Eko sedang asyik membaca postingan di group WA yang memuat beragam saran cara bertegur sapa aman di berbagai negara. China menghimbau warga agar tidak berjabat tangan dan menggantinya dengan menyatukan telapak tangan sendiri sebagai simbol salam. Di Perancis dengan budaya cipika-cipiki diganti dengan menatap mata sebagai ganti salam. Di Jerman, Selandia Baru dan UEA mengganti sapaan tradisional mereka dengan lambaian tangan dan senyuman. Setelah membaca postingan tersebut, Eko memutuskan untuk menghindari kontak langsung dengan orang lain, seperti berjabat tangan.

Fitri, Bella, Selly, dan Eko merupakan gambaran kepanikan yang saat ini terjadi di tengah masyarakat. Tidak hanya itu, ada sebagian yang memanfaatkan kondisi ini dengan memborong habis, menimbun dan menjual kembali barang-barang yang sedang menjadi primadona dengan harga dramatis.

Ada tiga hal yang bisa dicermati dari fenomena di atas, pertama, culture shock dengan budaya “Kepo” sedang melanda. Media menjadi instrumen utama terjadinya kepanikan massal ini. Membanjirnya informasi tentang Corona di televisi, koran, dan media sosial disikapi secara euforia oleh masyarakat dengan budaya manipulatif. Media memainkan peran dalam  mengkonstruksi realitas.

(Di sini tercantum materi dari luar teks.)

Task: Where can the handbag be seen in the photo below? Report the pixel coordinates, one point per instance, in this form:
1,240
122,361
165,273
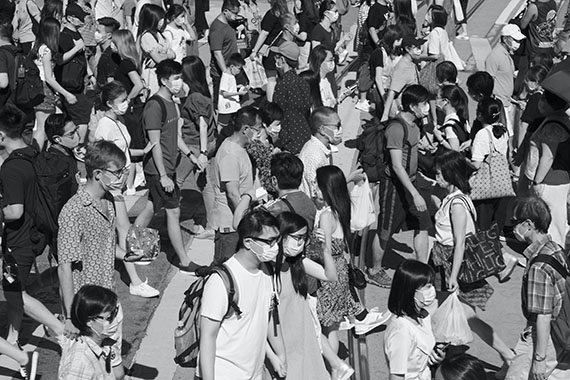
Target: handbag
143,244
493,179
482,257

Massifitas publikasi media terhadap issue mampu menetapkan standarisasi produksi budaya. Secara tidak disadari, khalayak telah dimanipulasi dan dipaksa untuk membutuhkan dan berusaha memiliki budaya yang serupa, bagaimanapun kondisi mereka. Memburu masker, memakai masker, memburu empon-empon, konsumsi jamu dan menghindarkan diri dari berjabat tangan tiba-tiba menjadi budaya.

Kedua, kapitalisasi Corona untuk memperkaya diri. Permainan harga masker dan empon-empon dimanfaatkan oleh oknum penjual sebagai komoditas langka akibat “demam” kedua produk tersebut. Kapitalisasi ini juga nampak dari ketidakberimbangan pemberitaan corona. Sisi negatif pemberitaan, misalnya jumlah kasus terindikasi corona lebih diberitakan ketimbang jumlah pasien yang sembuh. Mengejar rating lebih diutamakan daripada mendidik masyarakat untuk mengubah pola berprilaku sehat.

Ketiga, egosentris yang cenderung memikirkan sesuatu secara sempit dari sudut pandang kita tanpa mempedulikan orang lain. Berbondong-bondong memborong kebutuhan untuk kenyamanan, kepuasan, keselamatan, dan  antisipasi diri tanpa mempedulikan bagaimana dengan tetangga kita, teman kita, dan orang lain yang tidak mendapat barang tersebut. Rasa empati dan kepekaan sosial telah tercampakkan.

Pola pikir yang penting “aku dan keluargaku selamat” tanpa memikirkan orang lain telah menjatuhkan sisi kemanusiaan kita. Tak terasa, kesadaran yang terbentuk dalam masyarakat kita adalah kesadaran semu yang tidak memperhatikan esensi peristiwa yang terjadi. Masyarakat belum memiliki kesadaran kritis dengan membedakan hakikat dan simbol fisik.

Hakikat Corona adalah sistem ketahanan tubuh yang dipicu oleh perilaku konsumsi, pandangan hidup, dan gaya hidup. Reaksi yang muncul bukan dengan memperbaiki pola hidup tetapi lebih pada hal yang pragmatis dengan “Demam Masker”. Menarik untuk memposisikan kejadian ini dalam konteks nilai moral dan agama yang mengajarkan kita untuk ikhtiar dan tawakkal.